Posts

OpenAI Superalignment: Weak-to-strong generalization 2023-12-14T19:47:24.347Z
Interview with Paul Christiano: How We Prevent the AI’s from Killing us 2023-04-27T14:39:49.571Z
Personal predictions for decisions: seeking insights 2023-02-15T06:45:20.298Z

Comments

Comment by Dalmert on Reflections on Less Online · 2024-07-07T11:06:29.763Z · LW · GW

If anyone reading this feel like they missed out, or this sparked their curiosity, or they are bummed that they might have to wait 11 months for a chance at something similar, or they feel like that so many cool things happen in North America and so few things in Europe, (all preceding "or"s are inclusive) then I can heartily recommend you to come to LessWrong Community Weekend 2024 [Applications Open] in Berlin in about 2 months over the weekend of 13 September. Applications are open as of now.

I've attended it a couple of times so far, and I quite liked it. Reading this article, it seemed very similar and I begun to wonder if LWCW was a big inspiration for LessOnline, or if they had a common source of inspiration. So I do mean to emphasize what I wrote in the first paragraph: if you think you might like something as described here then I strongly encourage you to come!

(If someone attended both then maybe they can weigh in even more authoritatively whether my impression is accurate or if more nuance would be beneficial.)

Comment by Dalmert on Sum-threshold attacks · 2023-09-14T00:38:50.772Z · LW · GW

In a not-too-fast and therefore requisitely stealthy ASI takeover scenario, if the intelligence explosion is not too steep, this could be a main meta-method by which the system gains increasing influence and power while fully remaining under the radar and avoiding detection until it is reasonably sure that it can no longer be opposed. This could be happening without anyone knowing or maybe even being able to know. Frightening.

Comment by Dalmert on AI: Practical Advice for the Worried · 2023-03-17T10:50:07.221Z · LW · GW

The employees of the RAND corporation, in charge of nuclear strategic planning, famously did not contribute to their retirement accounts because they did not expect to live long enough to need them.


Any sources for this?
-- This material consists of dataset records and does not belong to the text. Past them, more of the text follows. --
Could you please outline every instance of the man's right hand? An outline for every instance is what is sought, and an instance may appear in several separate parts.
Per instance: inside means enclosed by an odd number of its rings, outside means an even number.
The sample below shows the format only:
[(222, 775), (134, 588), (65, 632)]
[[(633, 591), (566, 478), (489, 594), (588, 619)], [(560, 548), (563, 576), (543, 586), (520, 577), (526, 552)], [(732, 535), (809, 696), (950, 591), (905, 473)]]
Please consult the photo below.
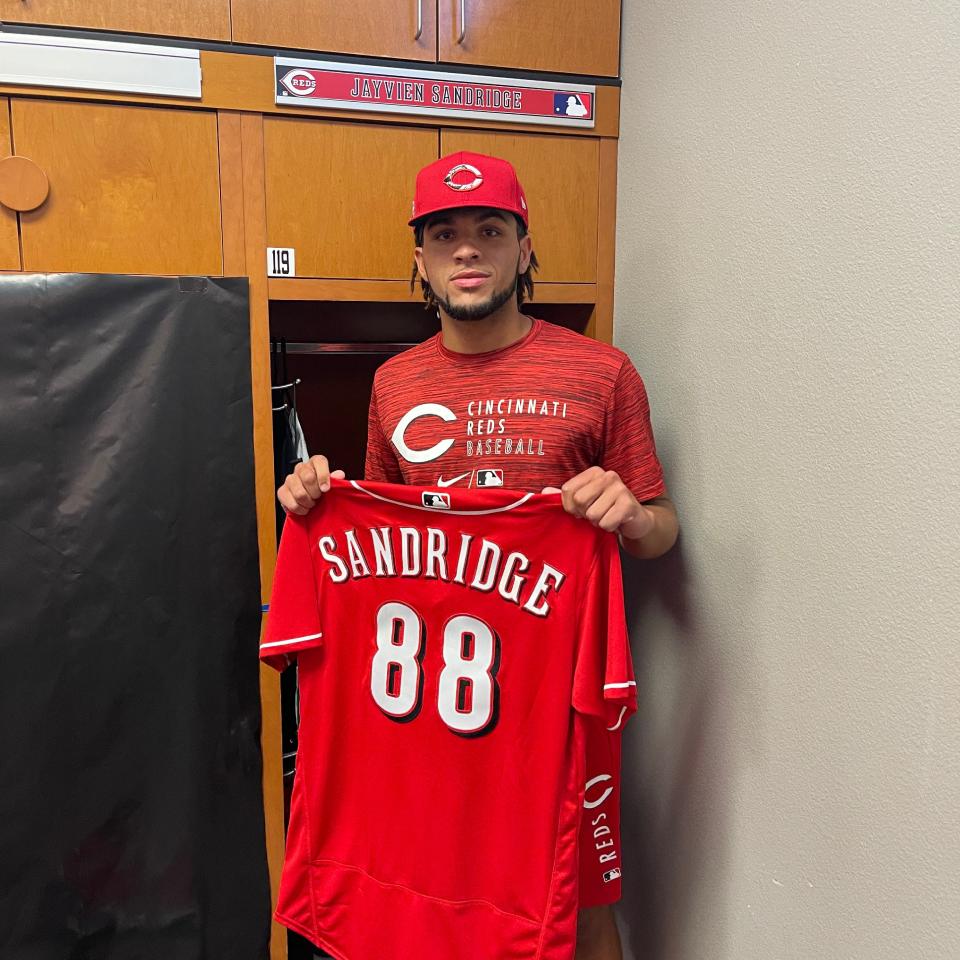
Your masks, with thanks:
[(330, 489), (331, 477), (343, 480), (345, 476), (342, 470), (331, 473), (326, 457), (311, 457), (306, 463), (298, 463), (293, 468), (293, 473), (277, 491), (277, 499), (287, 513), (303, 516)]

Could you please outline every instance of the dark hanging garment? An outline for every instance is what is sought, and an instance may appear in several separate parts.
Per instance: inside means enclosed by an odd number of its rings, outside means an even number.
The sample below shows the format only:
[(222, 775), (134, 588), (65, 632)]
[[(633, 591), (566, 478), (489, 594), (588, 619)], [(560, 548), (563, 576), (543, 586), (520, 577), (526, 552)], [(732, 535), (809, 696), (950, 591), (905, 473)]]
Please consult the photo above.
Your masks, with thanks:
[[(273, 408), (273, 482), (279, 487), (293, 468), (306, 456), (306, 441), (300, 420), (297, 417), (297, 384), (300, 380), (292, 379), (287, 368), (286, 340), (272, 340), (270, 342), (270, 388), (271, 404)], [(286, 522), (286, 511), (280, 506), (279, 500), (274, 501), (277, 521), (277, 543), (283, 535), (283, 525)], [(293, 778), (297, 768), (297, 729), (300, 726), (299, 690), (296, 666), (285, 671), (280, 676), (280, 726), (281, 752), (283, 768), (283, 802), (284, 823), (290, 811), (290, 800), (293, 791)], [(297, 935), (291, 933), (294, 940)], [(305, 941), (304, 941), (305, 942)], [(298, 960), (298, 945), (291, 943), (291, 960)], [(312, 952), (310, 954), (312, 956)]]
[(0, 957), (260, 960), (245, 279), (0, 276)]
[[(270, 388), (273, 409), (273, 482), (280, 487), (293, 468), (307, 459), (307, 444), (297, 417), (297, 384), (287, 371), (285, 340), (270, 343)], [(277, 518), (277, 543), (283, 534), (286, 513), (280, 501), (274, 502)]]

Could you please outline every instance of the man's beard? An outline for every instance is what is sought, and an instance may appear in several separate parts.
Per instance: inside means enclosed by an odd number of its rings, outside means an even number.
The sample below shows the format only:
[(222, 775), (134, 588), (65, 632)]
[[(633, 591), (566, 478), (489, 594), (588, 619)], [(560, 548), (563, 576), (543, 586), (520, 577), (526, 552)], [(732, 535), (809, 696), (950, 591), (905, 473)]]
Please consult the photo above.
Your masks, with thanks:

I tried searching around without avail yet, which is surprising if this is indeed famously known.

Comment by Dalmert on Personal predictions for decisions: seeking insights · 2023-02-21T18:51:14.276Z · LW · GW

I expect that until I find a satisfactory resolution to this topic, I might come back to it a few times, and potentially keep a bit of a log here of what I find in case it does add up to something. So far this is one of the things I found:

https://www.lesswrong.com/posts/JnDEAmNhSpBRpjD8L/resolutions-to-the-challenge-of-resolving-forecasts

This seems very relevant to a part of what I was pondering about, but not sure how actionable are the takeaways yet.
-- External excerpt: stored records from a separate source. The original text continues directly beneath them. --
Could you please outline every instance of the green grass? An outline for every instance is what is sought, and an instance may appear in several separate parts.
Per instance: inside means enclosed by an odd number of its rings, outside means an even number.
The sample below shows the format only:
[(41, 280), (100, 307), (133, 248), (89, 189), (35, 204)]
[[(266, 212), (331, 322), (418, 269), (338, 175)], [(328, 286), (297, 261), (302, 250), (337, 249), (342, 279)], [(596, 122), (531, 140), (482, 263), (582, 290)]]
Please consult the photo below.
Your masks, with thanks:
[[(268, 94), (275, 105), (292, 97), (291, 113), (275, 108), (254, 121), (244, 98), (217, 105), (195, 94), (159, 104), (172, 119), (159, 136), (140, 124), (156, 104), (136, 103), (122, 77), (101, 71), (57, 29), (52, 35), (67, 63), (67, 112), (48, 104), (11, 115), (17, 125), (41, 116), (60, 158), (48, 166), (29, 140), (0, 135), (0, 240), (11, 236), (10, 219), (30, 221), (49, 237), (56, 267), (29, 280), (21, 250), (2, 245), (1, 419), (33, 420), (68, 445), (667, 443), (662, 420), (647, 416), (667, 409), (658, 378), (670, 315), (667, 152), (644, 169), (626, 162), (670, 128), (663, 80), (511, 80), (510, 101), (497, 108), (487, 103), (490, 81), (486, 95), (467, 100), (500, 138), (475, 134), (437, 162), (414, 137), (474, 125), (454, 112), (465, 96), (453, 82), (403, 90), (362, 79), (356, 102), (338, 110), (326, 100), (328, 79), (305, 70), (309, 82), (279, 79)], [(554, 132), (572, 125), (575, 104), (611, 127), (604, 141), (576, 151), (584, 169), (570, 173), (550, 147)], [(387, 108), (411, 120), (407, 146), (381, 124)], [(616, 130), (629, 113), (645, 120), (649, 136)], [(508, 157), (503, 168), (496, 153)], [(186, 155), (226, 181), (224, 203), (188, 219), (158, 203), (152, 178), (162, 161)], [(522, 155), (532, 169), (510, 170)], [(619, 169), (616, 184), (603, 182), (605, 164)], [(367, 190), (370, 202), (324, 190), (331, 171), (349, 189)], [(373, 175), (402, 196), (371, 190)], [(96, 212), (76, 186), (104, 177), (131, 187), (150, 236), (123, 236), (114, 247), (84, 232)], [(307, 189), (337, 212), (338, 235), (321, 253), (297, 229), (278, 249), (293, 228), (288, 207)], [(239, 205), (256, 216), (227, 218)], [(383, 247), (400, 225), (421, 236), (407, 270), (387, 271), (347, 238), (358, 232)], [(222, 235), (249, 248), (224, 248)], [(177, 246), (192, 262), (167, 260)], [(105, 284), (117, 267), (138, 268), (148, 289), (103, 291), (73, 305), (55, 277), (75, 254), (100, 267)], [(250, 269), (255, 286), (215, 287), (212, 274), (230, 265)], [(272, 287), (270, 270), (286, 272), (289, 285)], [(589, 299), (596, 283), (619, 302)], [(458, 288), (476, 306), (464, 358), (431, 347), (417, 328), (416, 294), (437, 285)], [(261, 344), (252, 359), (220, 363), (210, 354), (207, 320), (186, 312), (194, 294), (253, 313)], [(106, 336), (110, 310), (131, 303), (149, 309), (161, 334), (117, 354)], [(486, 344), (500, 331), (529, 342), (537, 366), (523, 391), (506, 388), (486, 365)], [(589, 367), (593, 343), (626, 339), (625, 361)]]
Comment by Dalmert on Medlife Crisis: "Why Do People Keep Falling For Things That Don't Work?" · 2023-02-21T07:53:33.488Z · LW · GW

I strong-upvoted this, but I fear you won't see a lot of traction on this forum for this idea.

I have a vague understanding of why, but I don't think I heard compelling enough reasons from other LWers yet. If someone has some, I'd be happy to read them or be pointed towards them.

I value empiricism highly, i.e. putting ideas into action to be tested against the universe; but I think I've read EY state somewhere that a superintelligence would need to perform very few or even zero experiments to find out a lot (or even most? all?) true things about our universe that we humans need painstaking effort and experiments for.

Please don't consider this very vague recollection as anywhere close to a steelman.

I think this was motivated by how much bits of information can be taken in even with human-like senses, and how a single bit of information can halve a set of hypotheses. And where I did not see sufficient motivation for this argument for yet: this can indeed be true for very valuable bits of information, but are we assuming that any entity will easily be able to receive those very valuable bits? Surely a lot of bits are redundant and give no novel information, and some bits are very costly to attain. Sometimes you are lucky if you can even just so much as eliminate a single potential hypothesis, and even that is costly and requires interacting with the universe instead of just passively observing it.

But let's hear it from others!

(I'm not sure if this spectrum of positions have any accepted names, maybe rationalist vs empiricist?)